Ci sono due estremi di pensiero in materia. A un certo punto ci sono quelli che ci dicono che la visione attuale di un vantaggio per le generazioni future dovrebbe essere scontata al ritmo normale associato alle transazioni commerciali di oggi. Cioè, dovrebbe essere qualcosa dell’ordine del 5-10% all’anno. Il problema per gli accademici è che tale sconto non garantirebbe virtualmente nessuna preoccupazione attiva per il benessere delle persone più di una generazione o più avanti, e eliminerebbe efficacemente qualsiasi ragione per un’azione immediata sul clima. All’altro capo della scala, ci sono quelli che ci dicono che il valore del beneficio climatico futuro non dovrebbe essere affatto scontato, nel qual caso c’è un tempo infinito nel futuro che dovrebbe interessarci e “essere onesti” per quel futuro prolungato implica che non dovremmo obiettare a spendere una quantità illimitata di denaro attuale sul problema.

Gli accademici si legano in nodi per giustificare la necessità di un’azione immediata sui cambiamenti climatici. Ad esempio, sentiamo dire che “lo sconto non dovrebbe essere usato per determinare i nostri obblighi etici verso il futuro” ma che (allo stesso tempo) “approviamo un principio di neutralità intergenerazionale” – e poi sentiamo ipotesi di tassi di sconto appropriati di l’ordine (diciamo) dell’1,5 per cento all’anno.

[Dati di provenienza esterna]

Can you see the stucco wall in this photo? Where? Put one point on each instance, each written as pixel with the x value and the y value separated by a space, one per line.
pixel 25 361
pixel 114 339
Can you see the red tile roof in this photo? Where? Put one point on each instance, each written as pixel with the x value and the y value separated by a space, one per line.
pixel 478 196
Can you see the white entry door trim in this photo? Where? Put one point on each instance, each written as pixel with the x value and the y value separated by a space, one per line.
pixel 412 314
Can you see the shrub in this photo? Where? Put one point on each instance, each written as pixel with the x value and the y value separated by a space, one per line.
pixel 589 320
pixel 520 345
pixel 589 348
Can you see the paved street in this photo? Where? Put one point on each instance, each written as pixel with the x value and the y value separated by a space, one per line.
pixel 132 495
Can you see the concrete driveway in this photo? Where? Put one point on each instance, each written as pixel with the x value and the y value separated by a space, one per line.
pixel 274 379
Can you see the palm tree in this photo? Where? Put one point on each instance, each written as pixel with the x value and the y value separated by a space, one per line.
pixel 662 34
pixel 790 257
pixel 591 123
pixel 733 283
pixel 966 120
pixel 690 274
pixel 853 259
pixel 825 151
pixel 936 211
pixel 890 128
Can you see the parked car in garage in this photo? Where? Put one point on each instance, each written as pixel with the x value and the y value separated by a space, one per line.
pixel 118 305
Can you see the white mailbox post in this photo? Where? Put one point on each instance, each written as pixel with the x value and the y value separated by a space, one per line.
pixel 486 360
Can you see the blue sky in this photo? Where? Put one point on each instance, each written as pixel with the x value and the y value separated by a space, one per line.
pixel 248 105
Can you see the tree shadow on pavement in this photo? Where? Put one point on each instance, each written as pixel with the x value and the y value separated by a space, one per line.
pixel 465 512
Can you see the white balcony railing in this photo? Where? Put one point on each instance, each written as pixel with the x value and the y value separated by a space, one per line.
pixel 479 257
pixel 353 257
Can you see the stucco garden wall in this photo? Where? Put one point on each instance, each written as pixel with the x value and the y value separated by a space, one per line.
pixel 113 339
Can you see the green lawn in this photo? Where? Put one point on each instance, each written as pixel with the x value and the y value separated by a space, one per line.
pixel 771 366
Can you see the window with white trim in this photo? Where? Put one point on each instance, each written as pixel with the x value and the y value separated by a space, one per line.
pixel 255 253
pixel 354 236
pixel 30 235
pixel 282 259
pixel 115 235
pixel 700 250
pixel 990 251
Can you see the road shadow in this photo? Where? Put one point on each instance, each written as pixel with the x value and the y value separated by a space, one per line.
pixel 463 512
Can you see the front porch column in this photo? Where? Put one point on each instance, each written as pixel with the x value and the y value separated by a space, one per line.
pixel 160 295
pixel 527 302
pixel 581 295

Il punto significativo di questo rapporto costi-benefici è che non esiste praticamente alcuna certezza su nessuno dei numeri utilizzati per calcolare il probabile cambiamento del clima o l’impatto di tale cambiamento sulle popolazioni future. In sostanza, si presume semplicemente che tutto il cambiamento climatico sia negativo, che il clima attuale sia il migliore di tutti i climi possibili. Inoltre, nella maggior parte degli scenari l’identificazione dell’umanità è molto buona o inesistente e si adatta molto bene alle nuove circostanze. È più che probabile che, se davvero il cambiamento climatico è notevolmente “cattivo”, la popolazione futura si adeguerà alle mutate circostanze. Se il cambiamento è “buono”, la popolazione si adatterà nuovamente e diventerà più ricca di conseguenza. Se il cambiamento è un misto di bene e male, è probabile che i processi adattivi garantiranno un netto miglioramento della ricchezza. Questo per una popolazione che, se la storia è una guida, e per ragioni del tutto indipendenti dal cambiamento climatico, sarà probabilmente molto più ricca di noi.

Forse l’idea di essere onesti nei confronti delle persone del futuro dovrebbe essere invertita. Forse possono facilmente permettersi di averci qualcosa in retrospettiva.

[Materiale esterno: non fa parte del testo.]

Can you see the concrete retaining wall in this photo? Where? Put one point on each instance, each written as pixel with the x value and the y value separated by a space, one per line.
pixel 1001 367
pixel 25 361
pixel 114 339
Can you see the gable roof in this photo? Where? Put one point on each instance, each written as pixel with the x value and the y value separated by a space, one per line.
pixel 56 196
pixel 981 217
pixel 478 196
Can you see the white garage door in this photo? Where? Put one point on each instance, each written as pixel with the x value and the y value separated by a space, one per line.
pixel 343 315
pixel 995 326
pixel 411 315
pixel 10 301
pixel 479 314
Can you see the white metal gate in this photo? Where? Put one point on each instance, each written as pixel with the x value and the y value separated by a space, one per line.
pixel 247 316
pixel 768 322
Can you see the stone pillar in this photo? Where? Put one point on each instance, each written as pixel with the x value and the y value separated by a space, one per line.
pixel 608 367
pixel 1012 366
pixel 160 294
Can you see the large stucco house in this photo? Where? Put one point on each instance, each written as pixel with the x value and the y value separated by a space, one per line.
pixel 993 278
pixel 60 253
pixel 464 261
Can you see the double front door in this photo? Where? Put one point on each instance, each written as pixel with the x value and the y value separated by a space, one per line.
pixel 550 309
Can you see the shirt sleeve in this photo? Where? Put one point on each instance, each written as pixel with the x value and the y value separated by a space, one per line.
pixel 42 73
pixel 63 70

La linea di fondo del pensiero politicamente corretto sulla questione – il pensiero che dobbiamo collettivamente fare qualcosa di drastico ora per prevenire il cambiamento climatico in futuro – è così pieno di buchi che mette in discussione la sanità generale dell’umanità. Per quello che vale, una teoria possibile è che l’umanità (o almeno quella frazione di essa che è diventata sia troppo istruita e più delicata a causa di un massiccio aumento della sua ricchezza negli ultimi tempi) è riuscita a rimuovere le convinzioni delle religioni esistenti dalla sua considerazione – e ora le manca. In sostituzione, ha prodotto una serie di credenze sui cambiamenti climatici che possono essere utilizzate per guidare e in definitiva controllare il comportamento umano. Le credenze sono simili a quelle delle religioni affermate in quanto sono più o meno inamovibili in ogni senso strettamente scientifico.

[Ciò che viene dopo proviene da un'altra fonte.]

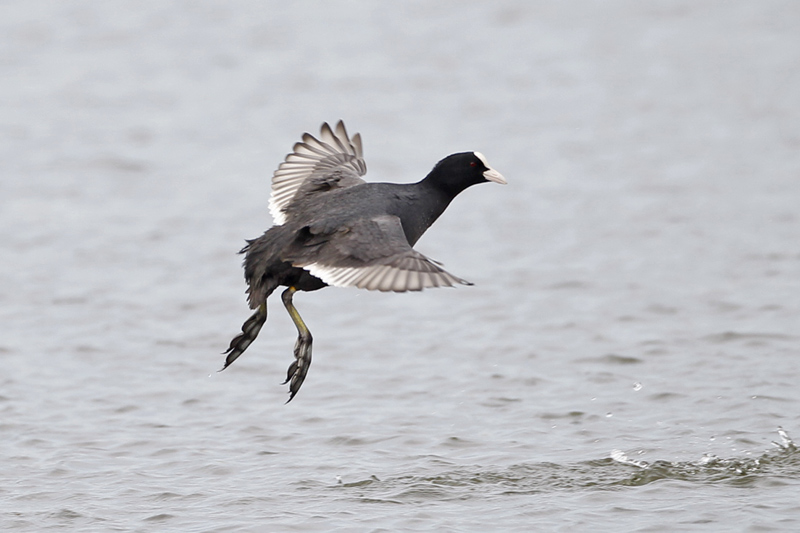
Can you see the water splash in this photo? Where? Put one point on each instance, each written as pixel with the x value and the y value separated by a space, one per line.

Garth Paltridge è l’autore di The Climate Caper: Facts and Fallacies of Global Warming .

Circa l’autore
Garth W. Paltridge DSc FAA è un fisico dell’atmosfera ed è stato un ricercatore capo con la Divisione CSIRO di Atmospheric Research prima della sua nomina nel 1990 all’Università della Tasmania come direttore dell’Istituto di studi sull’Antartide e sull’Oceano Australe e (1992) come CEO del Centro di ricerca cooperativa antartica. Attualmente è Professore Emerito all’Università della Tasmania e Visiting Fellow presso l’Australian National University.
È meglio conosciuto a livello internazionale per il suo lavoro sulla radiazione atmosferica e la teoria base del clima. È un collega dell’Australian Academy of Science e membro del Consiglio Consultivo Accademico del GWPF.